The query and threshold properties are covered in detail below.

View Specific Alert Configurations

GET /v1/alert-configurations?q=…

To narrow the results of a GET request, add a query to the URL in a parameter named q:

uaac curl "https://healthwatch-api.SYSTEM-DOMAIN/v1/alert-configurations?q=origin == 'some_origin' and name == 'Some.Metric.Name'"

Where SYSTEM-DOMAIN is the system domain URL configured in the TAS for VMs tile. For example, sys.example.com.

This returns a JSON array of alert configurations, filtered against the provided query:

[
    {
        "query": "origin == 'some_origin' and name == 'Some.Metric.Name'",
        "enabled": true,
        "threshold": {
            "critical": 95,
            "warning": 85,
            "type": "UPPER"
        }
    }
]

Update Alert Configurations

POST /v1/alert-configurations

To update an existing alert configuration, make a POST request to the alert-configurations endpoint with the updated data:

uaac curl -X POST "https://healthwatch-api.SYSTEM-DOMAIN/v1/alert-configurations"  \
      -H "Content-Type: application/json" \
      --data "{\"query\":\"origin == 'some_origin' and name == 'Some.Metric.Name'\",\"threshold\":{\"critical\":90,\"warning\":80},\"enabled\":true}"

Where SYSTEM-DOMAIN is the system domain URL configured in the TAS for VMs tile. For example, sys.example.com.

See the following example output:

{
    "query": "origin == 'some_origin' and name == 'Some.Metric.Name'",
    "enabled": true,
    "threshold": {
        "critical": 95,
        "warning": 85,
        "type": "UPPER"
    }
}

Warning: These alert configurations cannot be deleted. To revert your changes, update the alert back to its default values. For more information, see Supported Alerts below.

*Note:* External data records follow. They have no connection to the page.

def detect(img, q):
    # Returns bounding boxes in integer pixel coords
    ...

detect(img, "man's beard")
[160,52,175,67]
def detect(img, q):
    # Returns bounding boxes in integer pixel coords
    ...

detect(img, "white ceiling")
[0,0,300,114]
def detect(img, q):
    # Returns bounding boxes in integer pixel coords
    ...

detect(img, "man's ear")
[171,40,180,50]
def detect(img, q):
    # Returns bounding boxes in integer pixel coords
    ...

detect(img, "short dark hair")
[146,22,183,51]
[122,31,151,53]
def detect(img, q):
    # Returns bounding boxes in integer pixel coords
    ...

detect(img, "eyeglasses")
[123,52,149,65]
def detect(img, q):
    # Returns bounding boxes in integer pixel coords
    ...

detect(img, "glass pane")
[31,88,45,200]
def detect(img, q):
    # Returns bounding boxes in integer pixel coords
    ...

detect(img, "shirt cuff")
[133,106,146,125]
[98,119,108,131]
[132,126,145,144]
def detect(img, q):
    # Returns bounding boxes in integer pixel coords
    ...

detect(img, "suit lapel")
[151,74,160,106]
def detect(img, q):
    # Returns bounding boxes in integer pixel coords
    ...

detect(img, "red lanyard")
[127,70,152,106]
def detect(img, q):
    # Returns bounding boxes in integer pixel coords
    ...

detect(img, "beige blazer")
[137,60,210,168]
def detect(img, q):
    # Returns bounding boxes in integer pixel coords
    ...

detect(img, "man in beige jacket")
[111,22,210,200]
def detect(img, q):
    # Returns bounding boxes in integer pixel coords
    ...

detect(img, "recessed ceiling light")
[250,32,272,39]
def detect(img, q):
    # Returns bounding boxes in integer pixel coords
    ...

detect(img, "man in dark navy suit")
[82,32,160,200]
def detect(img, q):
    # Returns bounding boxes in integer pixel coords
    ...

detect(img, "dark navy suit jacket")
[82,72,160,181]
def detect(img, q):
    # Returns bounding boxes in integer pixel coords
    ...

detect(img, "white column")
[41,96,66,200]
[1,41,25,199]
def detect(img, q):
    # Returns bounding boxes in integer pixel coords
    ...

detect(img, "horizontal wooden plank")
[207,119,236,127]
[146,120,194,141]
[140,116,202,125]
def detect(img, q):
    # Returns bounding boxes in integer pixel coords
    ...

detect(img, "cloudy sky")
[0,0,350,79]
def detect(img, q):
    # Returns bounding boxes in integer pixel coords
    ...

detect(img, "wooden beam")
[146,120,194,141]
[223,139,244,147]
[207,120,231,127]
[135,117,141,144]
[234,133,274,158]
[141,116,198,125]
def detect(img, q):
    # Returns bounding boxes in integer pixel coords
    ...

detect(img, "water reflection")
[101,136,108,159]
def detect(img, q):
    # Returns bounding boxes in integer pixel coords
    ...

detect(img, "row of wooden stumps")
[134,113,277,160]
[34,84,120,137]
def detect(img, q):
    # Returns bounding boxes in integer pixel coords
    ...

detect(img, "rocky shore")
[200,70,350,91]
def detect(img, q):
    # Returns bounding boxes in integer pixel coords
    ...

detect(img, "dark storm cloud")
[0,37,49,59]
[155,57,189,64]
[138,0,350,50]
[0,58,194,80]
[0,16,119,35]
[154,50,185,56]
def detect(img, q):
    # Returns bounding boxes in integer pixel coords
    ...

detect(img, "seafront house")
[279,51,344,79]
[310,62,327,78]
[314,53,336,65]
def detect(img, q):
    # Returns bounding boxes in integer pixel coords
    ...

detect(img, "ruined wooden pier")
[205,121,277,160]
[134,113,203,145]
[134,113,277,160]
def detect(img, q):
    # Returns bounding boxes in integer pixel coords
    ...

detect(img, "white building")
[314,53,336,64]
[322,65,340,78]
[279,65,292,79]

Create Alert Configurations for Isolation Segments

POST /v1/alert-configurations

Specific thresholds can be set for an isolation segment by extending existing alert configurations with a deployment specifier. For example, to create an isolation segment alert configuration for the above alert, run:

uaac curl -X POST "https://healthwatch-api.SYSTEM-DOMAIN/v1/alert-configurations"  \
      -H "Content-Type: application/json" \
      --data "{\"query\":\"origin == 'some_origin' and name == 'Some.Metric.Name' and deployment == 'ISOLATION-SEGMENT-NAME'\",\"threshold\":{\"critical\":55,\"warning\":45}}"

Where:

  • SYSTEM-DOMAIN is the system domain URL configured in the TAS for VMs tile. For example, sys.example.com.

  • ISOLATION-SEGMENT-NAME is the name of the isolation segment for which you want to create an alert configuration.

A new alert configuration will be enabled by default. You can optionally include \"enabled\": false in the request body to override this behavior.

The threshold type will be inferred from the deployment-agnostic alert configuration and cannot be changed.

The created alert configuration is echoed back in the following response:

{
    "query": "origin == 'some_origin' and name == 'Some.Metric.Name' and deployment == 'ISOLATION-SEGMENT-NAME'",
    "enabled": true,
    "threshold": {
        "critical": 55,
        "warning": 45,
        "type": "UPPER"
    }
}

Note: You can delete isolation segment alert configurations only if you created them with the above method.

Delete Isolation Segment Alert Configurations

To delete a user-created alert configuration for an isolation segment, add a query to the URL in a parameter named q:

DELETE /v1/alert-configurations?q=...

See the following example:

uaac curl -X DELETE "https://healthwatch-api.SYSTEM-DOMAIN/v1/alert-configurations?q=origin == 'some_origin' and name == 'Some.Metric.Name' and deployment == 'ISOLATION-SEGMENT-NAME'"

Where:

  • SYSTEM-DOMAIN is the system domain URL configured in the TAS for VMs tile. For example, sys.example.com.

  • ISOLATION-SEGMENT-NAME is the name of the isolation segment for which you want to create an alert configuration.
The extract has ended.